What gave this second expedition to the new Congo meant the revelation that Leopold had created fake charity groups - the International African Association, the Upper Congo Research Committee, the Congo International Association. These were pure smoke screens to accomplish Leopold’s task of completely dominating and systematically extracting the natural resources of the Congo. Brazil found it, and it created a moral purpose for his mission: to demand that the area under the French flag spare Africans from the tyranny of Leopold.

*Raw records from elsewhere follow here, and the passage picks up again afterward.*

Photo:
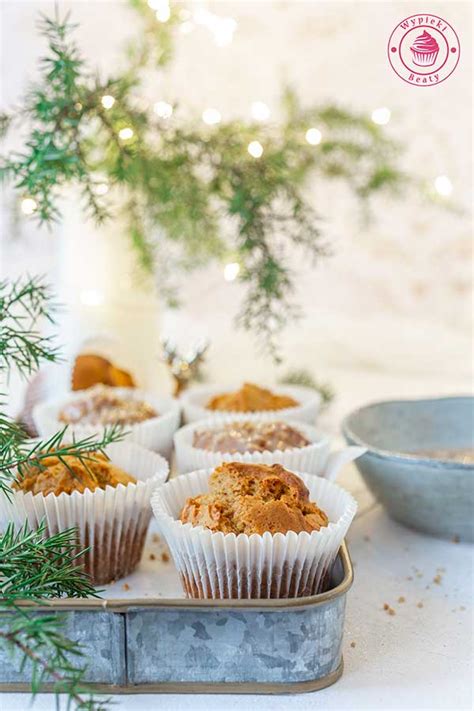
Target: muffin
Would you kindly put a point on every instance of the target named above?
(102, 405)
(254, 498)
(252, 530)
(207, 443)
(284, 401)
(107, 500)
(147, 420)
(250, 398)
(247, 436)
(67, 474)
(89, 369)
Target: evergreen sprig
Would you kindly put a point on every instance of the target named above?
(34, 568)
(193, 187)
(22, 305)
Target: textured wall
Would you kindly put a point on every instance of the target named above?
(393, 302)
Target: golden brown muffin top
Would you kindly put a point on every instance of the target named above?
(68, 474)
(102, 405)
(254, 498)
(250, 398)
(249, 436)
(90, 369)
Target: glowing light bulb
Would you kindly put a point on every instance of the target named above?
(255, 149)
(126, 133)
(28, 206)
(231, 271)
(186, 27)
(211, 116)
(224, 31)
(381, 116)
(163, 109)
(101, 189)
(313, 136)
(443, 185)
(107, 101)
(91, 297)
(260, 111)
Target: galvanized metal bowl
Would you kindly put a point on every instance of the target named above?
(435, 496)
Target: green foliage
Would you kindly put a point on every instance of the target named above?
(194, 187)
(35, 567)
(22, 304)
(303, 377)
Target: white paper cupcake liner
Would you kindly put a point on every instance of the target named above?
(194, 403)
(155, 433)
(112, 522)
(218, 566)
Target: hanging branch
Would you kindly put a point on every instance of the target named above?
(181, 182)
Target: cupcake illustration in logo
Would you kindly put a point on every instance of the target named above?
(425, 50)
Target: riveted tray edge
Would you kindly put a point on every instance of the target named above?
(124, 605)
(295, 687)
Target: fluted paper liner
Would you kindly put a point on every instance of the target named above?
(195, 398)
(113, 521)
(156, 433)
(220, 566)
(310, 458)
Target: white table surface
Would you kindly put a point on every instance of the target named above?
(418, 658)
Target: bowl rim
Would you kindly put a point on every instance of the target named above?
(404, 457)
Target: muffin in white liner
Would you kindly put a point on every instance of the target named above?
(112, 522)
(194, 402)
(155, 433)
(314, 458)
(221, 566)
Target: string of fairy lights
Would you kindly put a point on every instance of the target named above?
(222, 29)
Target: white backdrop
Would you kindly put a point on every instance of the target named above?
(393, 303)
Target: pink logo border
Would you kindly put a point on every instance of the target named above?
(405, 19)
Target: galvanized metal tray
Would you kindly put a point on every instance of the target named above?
(145, 636)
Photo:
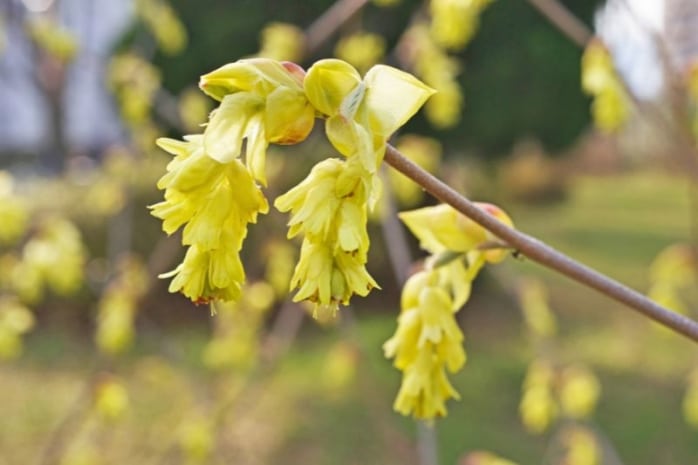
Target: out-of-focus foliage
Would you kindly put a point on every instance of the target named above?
(428, 341)
(361, 49)
(282, 42)
(538, 316)
(118, 306)
(237, 329)
(692, 87)
(135, 81)
(15, 320)
(611, 106)
(163, 23)
(424, 151)
(14, 214)
(672, 272)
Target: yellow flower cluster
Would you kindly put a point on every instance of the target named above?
(671, 272)
(330, 207)
(440, 71)
(454, 22)
(262, 101)
(580, 447)
(53, 257)
(572, 392)
(610, 107)
(216, 201)
(235, 341)
(428, 340)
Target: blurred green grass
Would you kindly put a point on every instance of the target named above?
(300, 413)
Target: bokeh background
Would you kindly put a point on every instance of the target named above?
(100, 364)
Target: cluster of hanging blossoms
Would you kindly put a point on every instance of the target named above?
(212, 186)
(213, 189)
(428, 340)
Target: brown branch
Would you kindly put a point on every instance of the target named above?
(323, 27)
(565, 21)
(542, 253)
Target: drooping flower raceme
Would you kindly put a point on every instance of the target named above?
(209, 190)
(262, 102)
(215, 201)
(330, 207)
(428, 340)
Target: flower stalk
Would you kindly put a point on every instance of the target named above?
(542, 253)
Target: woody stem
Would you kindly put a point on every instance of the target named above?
(542, 253)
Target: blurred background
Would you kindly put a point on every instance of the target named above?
(588, 143)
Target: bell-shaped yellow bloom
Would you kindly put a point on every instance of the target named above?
(216, 201)
(330, 209)
(427, 342)
(262, 102)
(362, 114)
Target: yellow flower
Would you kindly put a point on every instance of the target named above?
(441, 228)
(262, 102)
(329, 207)
(362, 114)
(328, 277)
(216, 201)
(610, 107)
(538, 407)
(581, 447)
(362, 49)
(426, 343)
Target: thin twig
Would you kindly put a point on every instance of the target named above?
(566, 22)
(323, 27)
(542, 253)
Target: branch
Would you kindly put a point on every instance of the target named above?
(323, 27)
(542, 253)
(565, 21)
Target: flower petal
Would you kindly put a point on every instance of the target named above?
(393, 97)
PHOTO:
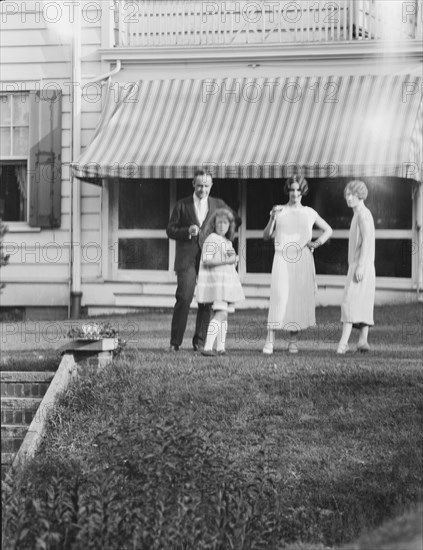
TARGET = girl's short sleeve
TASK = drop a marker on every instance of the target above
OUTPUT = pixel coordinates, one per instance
(312, 214)
(210, 247)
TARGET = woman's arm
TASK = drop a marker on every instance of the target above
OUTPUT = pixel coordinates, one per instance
(270, 227)
(326, 235)
(364, 226)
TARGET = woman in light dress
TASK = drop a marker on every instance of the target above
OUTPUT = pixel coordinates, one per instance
(359, 293)
(293, 285)
(218, 281)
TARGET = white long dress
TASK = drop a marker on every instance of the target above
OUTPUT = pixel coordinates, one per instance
(293, 279)
(359, 297)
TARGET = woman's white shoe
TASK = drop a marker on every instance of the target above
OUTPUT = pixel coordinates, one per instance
(268, 348)
(342, 349)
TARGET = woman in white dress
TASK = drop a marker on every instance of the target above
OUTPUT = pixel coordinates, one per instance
(359, 293)
(293, 279)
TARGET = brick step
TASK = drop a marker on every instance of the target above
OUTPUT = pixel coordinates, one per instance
(26, 376)
(13, 430)
(25, 384)
(19, 410)
(7, 459)
(11, 444)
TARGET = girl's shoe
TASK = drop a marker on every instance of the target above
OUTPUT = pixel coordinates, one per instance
(268, 348)
(363, 348)
(342, 349)
(292, 347)
(208, 352)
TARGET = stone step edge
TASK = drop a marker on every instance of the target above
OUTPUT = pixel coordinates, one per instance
(7, 458)
(16, 427)
(26, 376)
(20, 403)
(13, 430)
(66, 371)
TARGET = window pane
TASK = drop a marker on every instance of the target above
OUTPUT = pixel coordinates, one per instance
(5, 110)
(332, 258)
(393, 257)
(20, 141)
(20, 109)
(259, 256)
(143, 204)
(225, 189)
(5, 142)
(261, 196)
(144, 254)
(13, 192)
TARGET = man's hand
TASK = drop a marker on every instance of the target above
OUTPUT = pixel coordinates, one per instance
(359, 273)
(193, 230)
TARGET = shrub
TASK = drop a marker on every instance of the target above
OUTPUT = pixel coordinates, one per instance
(152, 484)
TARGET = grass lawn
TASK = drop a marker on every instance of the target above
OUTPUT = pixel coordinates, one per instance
(166, 451)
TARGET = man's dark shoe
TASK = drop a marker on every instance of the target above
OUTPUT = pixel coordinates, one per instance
(197, 346)
(208, 353)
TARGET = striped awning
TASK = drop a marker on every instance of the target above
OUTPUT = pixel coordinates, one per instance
(259, 128)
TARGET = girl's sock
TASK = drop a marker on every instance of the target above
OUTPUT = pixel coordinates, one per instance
(221, 336)
(212, 332)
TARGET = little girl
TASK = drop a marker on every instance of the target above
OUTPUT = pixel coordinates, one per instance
(218, 281)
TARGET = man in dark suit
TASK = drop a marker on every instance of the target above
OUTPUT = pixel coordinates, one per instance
(186, 226)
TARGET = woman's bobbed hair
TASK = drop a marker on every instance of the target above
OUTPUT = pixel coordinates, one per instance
(357, 188)
(302, 182)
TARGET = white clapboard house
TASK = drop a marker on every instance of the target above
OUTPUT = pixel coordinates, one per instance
(108, 107)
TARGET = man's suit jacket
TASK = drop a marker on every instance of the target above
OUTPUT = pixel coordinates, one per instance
(188, 251)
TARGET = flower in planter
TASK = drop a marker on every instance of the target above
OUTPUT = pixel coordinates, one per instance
(95, 332)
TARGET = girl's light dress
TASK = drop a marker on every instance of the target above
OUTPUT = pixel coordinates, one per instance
(359, 297)
(219, 283)
(293, 279)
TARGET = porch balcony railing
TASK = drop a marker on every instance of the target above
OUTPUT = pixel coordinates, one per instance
(164, 23)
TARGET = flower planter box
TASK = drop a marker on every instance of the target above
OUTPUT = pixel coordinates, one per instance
(91, 345)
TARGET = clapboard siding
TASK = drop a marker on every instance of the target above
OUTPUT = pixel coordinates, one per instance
(37, 52)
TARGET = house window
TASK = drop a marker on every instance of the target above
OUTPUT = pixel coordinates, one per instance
(143, 218)
(14, 152)
(143, 215)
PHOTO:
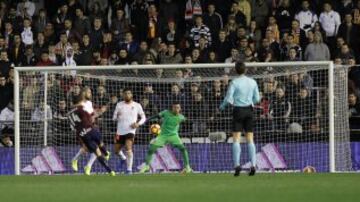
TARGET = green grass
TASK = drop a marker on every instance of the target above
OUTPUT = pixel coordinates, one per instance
(173, 188)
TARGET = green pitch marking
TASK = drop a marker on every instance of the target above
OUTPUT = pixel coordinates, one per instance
(184, 188)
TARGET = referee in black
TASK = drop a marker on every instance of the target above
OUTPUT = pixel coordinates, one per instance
(243, 94)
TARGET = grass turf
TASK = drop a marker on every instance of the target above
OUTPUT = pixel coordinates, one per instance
(176, 187)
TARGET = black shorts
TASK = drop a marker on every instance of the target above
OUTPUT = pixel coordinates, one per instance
(92, 140)
(121, 139)
(243, 119)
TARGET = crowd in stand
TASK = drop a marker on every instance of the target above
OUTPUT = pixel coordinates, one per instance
(126, 32)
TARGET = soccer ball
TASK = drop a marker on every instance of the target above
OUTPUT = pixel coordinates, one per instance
(155, 129)
(309, 169)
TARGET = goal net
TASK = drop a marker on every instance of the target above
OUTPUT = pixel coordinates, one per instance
(301, 120)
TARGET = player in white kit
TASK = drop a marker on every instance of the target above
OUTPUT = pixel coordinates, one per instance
(127, 115)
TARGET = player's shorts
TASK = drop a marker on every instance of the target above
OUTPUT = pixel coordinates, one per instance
(162, 140)
(121, 139)
(92, 140)
(243, 119)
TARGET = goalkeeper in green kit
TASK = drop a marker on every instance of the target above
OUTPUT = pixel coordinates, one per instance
(169, 135)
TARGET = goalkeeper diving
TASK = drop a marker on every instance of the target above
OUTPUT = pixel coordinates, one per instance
(169, 134)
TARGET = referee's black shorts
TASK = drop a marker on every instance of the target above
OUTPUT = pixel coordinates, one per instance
(243, 119)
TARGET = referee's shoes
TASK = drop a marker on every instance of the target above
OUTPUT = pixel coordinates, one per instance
(238, 170)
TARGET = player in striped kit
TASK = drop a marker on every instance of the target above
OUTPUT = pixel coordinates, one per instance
(127, 115)
(81, 121)
(88, 107)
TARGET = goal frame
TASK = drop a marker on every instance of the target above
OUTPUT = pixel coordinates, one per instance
(45, 69)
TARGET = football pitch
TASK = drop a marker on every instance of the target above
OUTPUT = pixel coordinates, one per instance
(176, 187)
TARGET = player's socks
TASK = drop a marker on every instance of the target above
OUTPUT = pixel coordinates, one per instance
(129, 161)
(102, 161)
(237, 171)
(122, 155)
(185, 157)
(150, 153)
(236, 151)
(77, 156)
(87, 170)
(252, 153)
(91, 160)
(252, 171)
(74, 165)
(144, 169)
(103, 150)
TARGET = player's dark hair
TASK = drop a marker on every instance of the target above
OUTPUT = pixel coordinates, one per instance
(126, 89)
(240, 68)
(175, 103)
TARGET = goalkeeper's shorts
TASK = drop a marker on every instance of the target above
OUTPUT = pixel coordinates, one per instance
(162, 140)
(243, 119)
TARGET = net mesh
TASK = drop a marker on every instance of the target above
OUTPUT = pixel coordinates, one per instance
(292, 116)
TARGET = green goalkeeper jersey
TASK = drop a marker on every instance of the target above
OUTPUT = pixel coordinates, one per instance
(171, 123)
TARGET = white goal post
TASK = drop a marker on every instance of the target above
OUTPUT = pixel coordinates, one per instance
(336, 127)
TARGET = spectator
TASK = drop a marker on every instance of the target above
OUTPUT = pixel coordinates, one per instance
(317, 51)
(139, 56)
(290, 43)
(255, 33)
(26, 9)
(29, 58)
(62, 45)
(61, 16)
(200, 30)
(231, 27)
(171, 57)
(170, 34)
(120, 25)
(101, 99)
(97, 32)
(56, 59)
(45, 60)
(154, 23)
(82, 23)
(346, 53)
(85, 57)
(350, 32)
(284, 15)
(299, 34)
(213, 20)
(129, 44)
(16, 51)
(49, 33)
(169, 10)
(124, 58)
(40, 22)
(40, 45)
(72, 6)
(259, 12)
(71, 33)
(330, 22)
(306, 17)
(138, 14)
(245, 8)
(4, 63)
(240, 18)
(15, 20)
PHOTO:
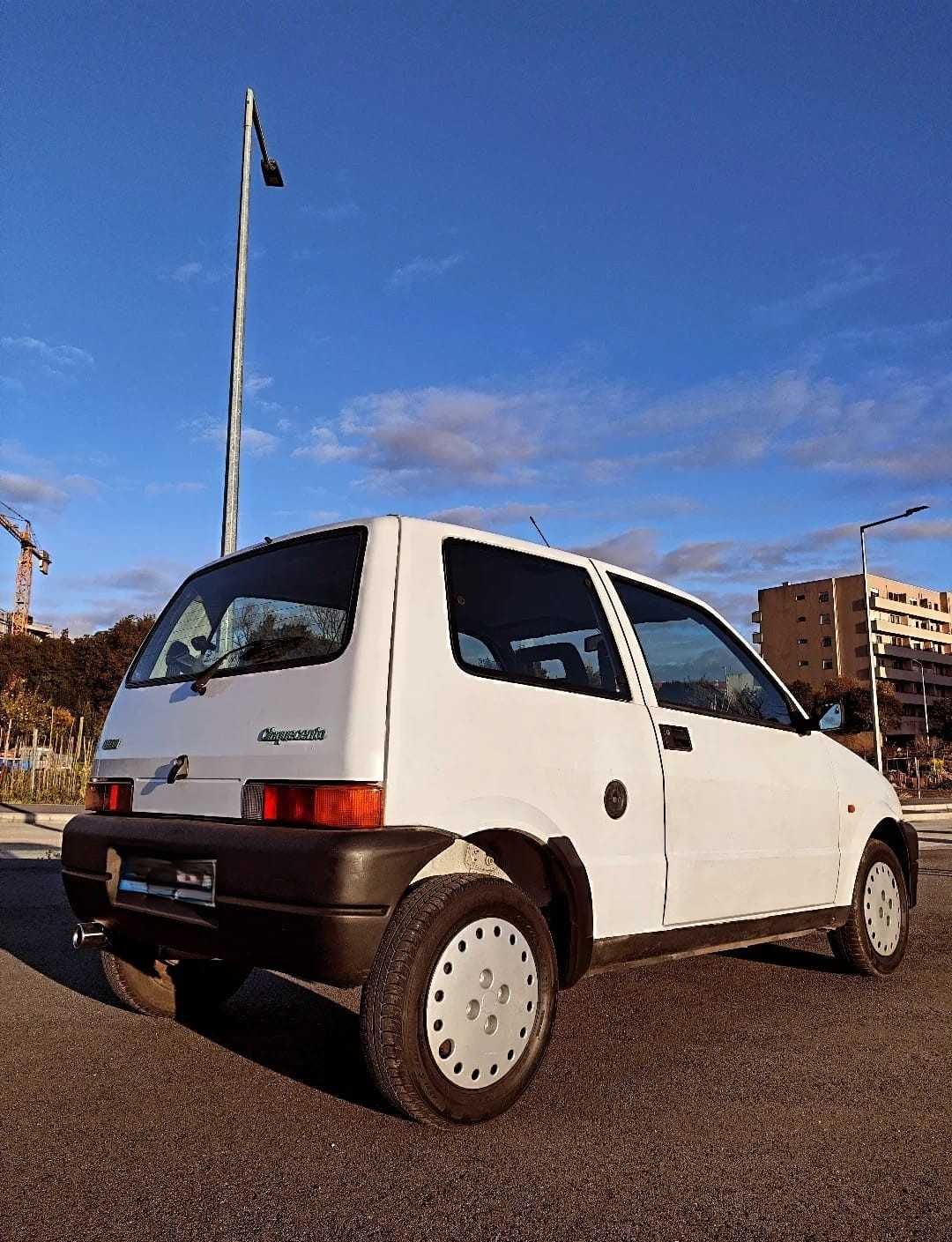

The main plan of Brazzy was to defeat Stanley in the Congo River so that the latter could not qualify for both banks for Leopold. Brazza’s goal was to reach the Malebeau Basin (at the time called Stanley Pool), where the Congo River swells in the lake basin. There he planted a French flag and established a settlement. Thanks to his good relations with the indigenous tribes and with the help of the ex-slaves he freed, Brazza had a very good chance to defeat the larger and better funded Stanley expedition.
In this race in the Congo, Brazil’s excellent reputation and relations with Africans would give him a final advantage over Stanley, who was tasked with building roads and telegraph lines. In addition, the method of coercion Stanley under the gun was not as effective as patience and understanding of Brazza. Long before Brazz reached the territory of King Makoko (which was the land on the right bank of the Congo), the king sent a subordinate chief to guide them. After a hard two-day journey in the sun, baked savanna, Brazza approached the shores of the great Congo River.
When Brazz met the native king Makoko, the king had already heard of the “great white chief of Houwei.” For many days the king placed the guest with food, drinks and gifts. In the king Makoko Brazza will find a lifelong friend. Based on this respectable relationship, Makoko Cave Bratsa permission to permit land for France. The kingdom of Makoko will become a protectorate. Brace managed to occupy the right bank of the Congo before the arrival of Stanley.
Brazza and his men continued along the Congo River, planning to create a French station. When they reached Pula Stanley, in the village of Bateke called Ntamo, Brazza raised the French flag over his newly founded settlement. After creating a trading station, Brazza left his subordinates and went back to France to register his contract with Makoko. Within 3 years, this modest village would be renamed Brazzaville, and the modern capital of more than a million inhabitants will develop from this modest village. Congo-Brazzaville will be one of the most progressive countries in Africa today, under the leadership of President Denis Sassou Nguesso.